If you've ever had a boyfriend or girlfriend make you a playlist, you know that music can affect your level of attraction. If you loved it, maybe you wanted to jump across the table and declare your undying passion for your boyfriend. And if you hated his musical taste? Well, it was enough to make you rethink the relationship.

At least that's what popular music streaming service Spotify is betting on. Because of the link between music and love, they have developed two new dating apps, Fellody and Tastebuds, to help merge the two. Rather than traditional dating apps that match based on algorithms, profiles, or location using a GPS, these apps let you cut straight to the artistic chase, matching people based on similar musical tastes. So if you're a fan of Taylor Swift you won't be paired with someone who hates her music (in case that kind of thing is a deal-breaker for you).

Tastebuds matches users with a potential partner based on how much they listen to particular artists on Spotify. The potential drawback is that it scans your entire music library, so you can't hide the fact that you listen to One Direction every morning before you get ready for work. But then again, neither can your match.

Fellody is a little more customized, letting users drag and drop their playlists before searching for matches. This way, you can report only the bands you enjoy that you want to report - so you can carve out your own musical identity to potential love interests. Fellody also provides more detail, showing the percentage of overlaps in each match's music interests. Members can see all the artists they have in common, and can find out what other kinds of music a match is listening to. So even if you don't find a love match you might find a new band you like.

"Spotify and Tastebuds both believe that music is the most effective way of connecting people," Alex Parish, co-founder of Tastebuds, said in a statement. "In fact, we've found that you're far more likely to get a response to a message you send on Tastebuds than any other dating site -- 43% of first messages get a reply."

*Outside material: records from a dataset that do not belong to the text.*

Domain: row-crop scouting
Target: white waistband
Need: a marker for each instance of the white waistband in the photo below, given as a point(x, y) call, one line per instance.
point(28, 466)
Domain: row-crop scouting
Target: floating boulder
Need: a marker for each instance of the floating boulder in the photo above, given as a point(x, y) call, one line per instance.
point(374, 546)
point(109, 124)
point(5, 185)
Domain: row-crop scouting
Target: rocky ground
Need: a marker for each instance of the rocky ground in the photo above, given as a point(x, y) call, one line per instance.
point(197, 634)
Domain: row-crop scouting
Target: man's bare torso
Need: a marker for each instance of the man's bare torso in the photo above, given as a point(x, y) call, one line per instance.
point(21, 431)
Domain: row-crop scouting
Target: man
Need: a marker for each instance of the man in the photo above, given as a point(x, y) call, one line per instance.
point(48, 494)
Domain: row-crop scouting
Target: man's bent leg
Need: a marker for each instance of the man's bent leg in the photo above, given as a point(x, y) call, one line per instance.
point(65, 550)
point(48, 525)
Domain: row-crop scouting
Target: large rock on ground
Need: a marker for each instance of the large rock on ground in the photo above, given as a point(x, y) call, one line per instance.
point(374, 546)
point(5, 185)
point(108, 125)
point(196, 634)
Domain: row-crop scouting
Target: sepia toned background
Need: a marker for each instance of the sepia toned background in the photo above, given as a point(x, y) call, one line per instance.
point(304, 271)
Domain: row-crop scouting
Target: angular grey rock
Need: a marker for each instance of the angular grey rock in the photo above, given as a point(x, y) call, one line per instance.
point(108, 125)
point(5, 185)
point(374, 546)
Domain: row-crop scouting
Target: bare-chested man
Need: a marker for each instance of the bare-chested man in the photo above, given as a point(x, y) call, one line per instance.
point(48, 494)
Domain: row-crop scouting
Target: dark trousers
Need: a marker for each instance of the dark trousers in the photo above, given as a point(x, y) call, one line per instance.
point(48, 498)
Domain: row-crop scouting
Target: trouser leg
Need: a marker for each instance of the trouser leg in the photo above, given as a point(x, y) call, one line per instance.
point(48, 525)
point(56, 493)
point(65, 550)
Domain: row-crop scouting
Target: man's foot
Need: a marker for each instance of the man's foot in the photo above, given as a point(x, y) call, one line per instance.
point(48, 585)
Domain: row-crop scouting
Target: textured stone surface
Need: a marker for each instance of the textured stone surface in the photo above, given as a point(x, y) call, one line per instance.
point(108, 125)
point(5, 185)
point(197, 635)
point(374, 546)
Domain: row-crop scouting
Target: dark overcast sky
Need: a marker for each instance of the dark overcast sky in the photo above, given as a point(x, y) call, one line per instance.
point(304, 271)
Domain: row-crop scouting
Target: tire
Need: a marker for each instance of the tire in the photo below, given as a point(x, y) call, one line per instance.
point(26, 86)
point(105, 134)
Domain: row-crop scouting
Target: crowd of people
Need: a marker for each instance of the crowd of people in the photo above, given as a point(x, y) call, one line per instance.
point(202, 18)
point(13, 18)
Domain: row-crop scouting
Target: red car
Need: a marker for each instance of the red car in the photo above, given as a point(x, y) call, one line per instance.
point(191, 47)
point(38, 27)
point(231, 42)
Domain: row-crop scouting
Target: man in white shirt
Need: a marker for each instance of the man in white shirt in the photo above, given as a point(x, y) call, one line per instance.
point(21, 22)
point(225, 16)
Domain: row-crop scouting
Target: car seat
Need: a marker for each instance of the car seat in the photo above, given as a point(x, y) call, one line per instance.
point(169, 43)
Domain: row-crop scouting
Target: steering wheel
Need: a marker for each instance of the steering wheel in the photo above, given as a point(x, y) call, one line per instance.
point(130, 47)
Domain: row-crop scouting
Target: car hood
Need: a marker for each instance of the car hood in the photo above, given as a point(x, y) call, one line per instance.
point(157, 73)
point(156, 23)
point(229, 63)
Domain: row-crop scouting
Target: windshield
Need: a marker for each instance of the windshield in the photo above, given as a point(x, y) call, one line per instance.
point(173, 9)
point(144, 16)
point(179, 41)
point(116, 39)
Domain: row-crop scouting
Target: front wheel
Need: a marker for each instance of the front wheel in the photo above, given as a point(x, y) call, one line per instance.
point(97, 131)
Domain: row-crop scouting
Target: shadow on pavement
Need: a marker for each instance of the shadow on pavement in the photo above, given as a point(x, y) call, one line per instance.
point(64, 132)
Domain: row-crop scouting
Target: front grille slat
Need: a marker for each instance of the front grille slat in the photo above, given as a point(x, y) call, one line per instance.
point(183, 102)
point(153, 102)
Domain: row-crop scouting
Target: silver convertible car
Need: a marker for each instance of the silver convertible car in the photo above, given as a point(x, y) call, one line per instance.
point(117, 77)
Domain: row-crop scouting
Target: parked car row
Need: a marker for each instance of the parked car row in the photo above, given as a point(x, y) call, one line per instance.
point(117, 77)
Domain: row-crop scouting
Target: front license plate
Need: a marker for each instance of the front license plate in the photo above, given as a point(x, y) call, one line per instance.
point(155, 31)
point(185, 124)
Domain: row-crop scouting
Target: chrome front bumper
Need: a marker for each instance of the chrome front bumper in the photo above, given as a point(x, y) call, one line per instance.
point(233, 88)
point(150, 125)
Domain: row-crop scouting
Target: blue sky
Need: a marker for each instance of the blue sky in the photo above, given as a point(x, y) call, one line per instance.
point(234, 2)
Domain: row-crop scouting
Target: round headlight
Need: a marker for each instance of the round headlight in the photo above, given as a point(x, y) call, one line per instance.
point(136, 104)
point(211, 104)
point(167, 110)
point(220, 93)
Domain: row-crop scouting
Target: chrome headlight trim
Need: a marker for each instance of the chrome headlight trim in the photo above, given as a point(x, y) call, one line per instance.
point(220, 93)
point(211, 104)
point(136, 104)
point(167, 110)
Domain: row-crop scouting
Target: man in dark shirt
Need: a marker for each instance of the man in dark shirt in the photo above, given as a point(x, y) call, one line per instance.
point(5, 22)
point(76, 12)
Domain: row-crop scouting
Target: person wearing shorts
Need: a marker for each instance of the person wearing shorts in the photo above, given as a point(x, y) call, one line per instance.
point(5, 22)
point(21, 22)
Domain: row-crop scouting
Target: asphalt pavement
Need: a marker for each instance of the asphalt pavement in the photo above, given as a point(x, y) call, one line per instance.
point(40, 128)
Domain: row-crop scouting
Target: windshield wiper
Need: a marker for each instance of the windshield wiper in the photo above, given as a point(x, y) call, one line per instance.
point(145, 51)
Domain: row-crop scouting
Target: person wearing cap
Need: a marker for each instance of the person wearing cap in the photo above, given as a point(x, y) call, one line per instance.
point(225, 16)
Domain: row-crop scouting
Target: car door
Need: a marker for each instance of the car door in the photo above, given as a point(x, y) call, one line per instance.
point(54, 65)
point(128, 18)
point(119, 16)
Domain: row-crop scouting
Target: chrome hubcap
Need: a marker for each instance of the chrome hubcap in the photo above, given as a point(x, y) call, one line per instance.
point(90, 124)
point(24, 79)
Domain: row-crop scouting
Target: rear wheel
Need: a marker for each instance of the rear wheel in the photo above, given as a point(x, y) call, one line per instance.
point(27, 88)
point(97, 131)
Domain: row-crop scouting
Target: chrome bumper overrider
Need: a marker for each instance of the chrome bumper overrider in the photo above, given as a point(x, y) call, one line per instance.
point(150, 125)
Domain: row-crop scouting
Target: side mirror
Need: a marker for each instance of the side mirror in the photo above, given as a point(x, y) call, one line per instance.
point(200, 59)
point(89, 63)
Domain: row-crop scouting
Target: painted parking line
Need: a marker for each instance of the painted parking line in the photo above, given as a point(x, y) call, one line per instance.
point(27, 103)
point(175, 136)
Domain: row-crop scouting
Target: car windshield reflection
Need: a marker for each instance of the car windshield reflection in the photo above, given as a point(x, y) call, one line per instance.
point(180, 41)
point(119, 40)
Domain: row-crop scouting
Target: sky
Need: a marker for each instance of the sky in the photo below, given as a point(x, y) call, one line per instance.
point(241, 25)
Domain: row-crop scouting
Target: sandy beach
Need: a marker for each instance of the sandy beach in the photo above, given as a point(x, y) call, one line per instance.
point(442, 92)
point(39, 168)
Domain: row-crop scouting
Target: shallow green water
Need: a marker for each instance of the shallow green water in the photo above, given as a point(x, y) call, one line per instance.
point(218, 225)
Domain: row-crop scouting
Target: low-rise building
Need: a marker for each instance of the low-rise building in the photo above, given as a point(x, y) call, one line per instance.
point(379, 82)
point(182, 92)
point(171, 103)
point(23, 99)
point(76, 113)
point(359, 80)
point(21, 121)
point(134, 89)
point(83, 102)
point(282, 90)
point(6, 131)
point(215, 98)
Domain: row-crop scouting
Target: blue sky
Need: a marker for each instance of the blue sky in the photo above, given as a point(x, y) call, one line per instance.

While I'm not sold on the fact that music brings people together for the long-term, I do think it provides an interesting starting point to strike up a conversation. Sometimes it's difficult to ask the same old questions for each new date, and can make you feel like you're in a rut. When you can discuss a common interest like music, you're already in a better place when you meet for the first time. I'm hopeful that Spotify's apps will bring weary online daters a new way of meeting potential love interests - and success in starting a new relationship.